施設と保護者、双方の視点に立ってそれぞれの負担を減らすために作られているシステム、それが保育園・幼稚園ICTシステムです。主な機能について、下記で具体的に述べていきます。
職員の労務管理機能
職員の労働管理を事務員が行っているところもあれば、保育士自身が対応しているところもあります。保育ICTシステムではシフト作成・勤怠管理を行うことも可能です。
保育園では、国による職員配置基準により子どもの人数に合わせて必要な職員数が定められていますが、システムを活用することで欠員が出た際もすぐに代わりの職員を見つけることができます。安全な運営ができます。
書類の作成
園では、年度ごとに自治体に書類を提出しなければなりません。労務監査による職員の残業時間や週休取得日数などのチェックが行われることもあるため、あらかじめデータを入力しておけばスムーズな書類作成を行えます。
園児の情報管理機能
園では住所や健康状態・アレルギーの有無など、様々な園児の個人情報を管理します。紙でまとめている園もありますが、何度も情報を更新しなくてはいけなくなる場合もあります。
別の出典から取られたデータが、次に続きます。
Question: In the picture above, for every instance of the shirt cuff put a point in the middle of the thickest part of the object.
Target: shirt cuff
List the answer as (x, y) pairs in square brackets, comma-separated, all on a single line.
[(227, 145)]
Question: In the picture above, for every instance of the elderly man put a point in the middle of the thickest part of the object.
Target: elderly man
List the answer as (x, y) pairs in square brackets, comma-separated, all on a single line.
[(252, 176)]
システムを利用すれば、入力修正などの作業を効率化することが可能です。また職員間の引継ぎもスムーズに行うことができます。
登降園記録
タッチパネルなどを利用すれば子どもたちの登園を記録することができ、特に忙しい朝の時間でも子どもたちの保育に集中できます。
健康管理
園では子どもたちの検温や排便回数、お昼寝の記録など健康管理に関する管理を行っていますが、システムを利用すれば保護者や職員同士での共有が簡単になります。他にもおむつ代や延長保育料などの情報も一括管理でき、集計が簡単です。
お知らせ一斉送信
連絡網などを作成しなくても、緊急時の連絡や不審者情報など一斉に送信することができるため電話連絡の手間を省けます。
お便り配信
園やクラスでの様々なお便りを配信できます。紙で配布をしないことで保育士の業務の軽減でき、保護者も空いた時間に読めるのでメリットが多い機能です。
連絡帳機能
子どもたちの様子を伝え合う保護者と担任の連絡帳です。システムの利用で写真などの共有もでき、コミュニケーションの活性化にも役立ちます。
出欠席連絡
一部の保育ICTシステムには出欠席や、遅刻、早退、預かり時間の変更などを共有する機能もあります。他にも行事参加のアンケートや、園バスの位置の共有などの機能が備わっているシステムがあります。
Q3.保育園システムの料金の目安は?
一般的に、手持ちのPCやスマホ、タブレットがあれば初期費用をかけずに導入できますし、会社によりタブレットのレンタルをしています。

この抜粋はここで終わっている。